Das Wissen ist die entscheidende Funktion, die den Übergang zur allgemeinen Deregulierung und zur Herausbildung entpersonalisierter Mechanismen ermöglicht hat, und zugleich die verantwortliche gesellschaftliche Kraft, die in sich das größte Vermögen zur Veränderung birgt.

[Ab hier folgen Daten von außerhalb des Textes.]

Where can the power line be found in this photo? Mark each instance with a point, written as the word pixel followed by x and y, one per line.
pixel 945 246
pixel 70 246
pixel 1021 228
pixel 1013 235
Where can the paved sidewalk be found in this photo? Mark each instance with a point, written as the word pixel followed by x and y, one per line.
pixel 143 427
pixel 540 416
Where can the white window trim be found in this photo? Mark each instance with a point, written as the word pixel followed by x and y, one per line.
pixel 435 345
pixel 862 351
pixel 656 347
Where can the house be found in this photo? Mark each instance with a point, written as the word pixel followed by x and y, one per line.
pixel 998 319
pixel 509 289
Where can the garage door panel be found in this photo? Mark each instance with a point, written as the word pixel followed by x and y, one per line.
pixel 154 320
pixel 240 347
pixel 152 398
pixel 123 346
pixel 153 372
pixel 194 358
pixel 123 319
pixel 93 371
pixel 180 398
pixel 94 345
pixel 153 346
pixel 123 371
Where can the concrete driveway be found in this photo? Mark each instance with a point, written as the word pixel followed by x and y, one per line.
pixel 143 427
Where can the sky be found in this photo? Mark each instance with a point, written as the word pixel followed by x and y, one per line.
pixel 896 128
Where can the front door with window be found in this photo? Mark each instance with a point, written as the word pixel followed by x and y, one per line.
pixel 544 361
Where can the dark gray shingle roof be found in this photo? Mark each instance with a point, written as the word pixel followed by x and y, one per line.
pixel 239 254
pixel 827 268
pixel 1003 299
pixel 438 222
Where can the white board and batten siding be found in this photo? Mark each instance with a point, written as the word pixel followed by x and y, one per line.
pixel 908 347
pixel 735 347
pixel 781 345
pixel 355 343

Die globale Bewegung, die in Seattle zum ersten Mal in Erscheinung getreten ist, hat dort ihren Widerstand gegen die transnationalen Unternehmen zum Ausdruck gebracht. In dieser Richtung hat die Bewegung wichtige Erfolge erzielt, sie hat es zustande gebracht, den Konsens hinsichtlich der Privatisierung der fundamentalen Ressourcen zu durchbrechen. Sie war jedoch nicht imstande, die enorme subjektive Energie, die sich über die internationalen Treffen und Foren der Bewegung und über die Basisorganismen angesammelt hat, die sie innerhalb der realen Produktionszyklen, der technologischen Forschung und des täglichen Lebens unterstützt und getragen haben, in andere Formen umzusetzen. So viele ForscherInnen auch in der Bewegung aktiv sind, ist es doch bislang nicht gelungen, Organismen selbstorganisierter Forschung zu etablieren, abgesehen von der Gemeinschaft der ProgrammiererInnen freier Software, die schon vor der Bewegung existierte und bis heute deren einzige konsolidierte soziale Ausdrucksform darstellt. Dennoch ist dies die Perspektive, die sich für die Zukunft abzeichnet: der Übergang von einer Protestbewegung zu einer Bewegung der Selbstorganisation seitens der ProduzentInnen von Wissen und Informationen.
 
Der Text wurde auch publiziert in: Kulturrisse 02/05.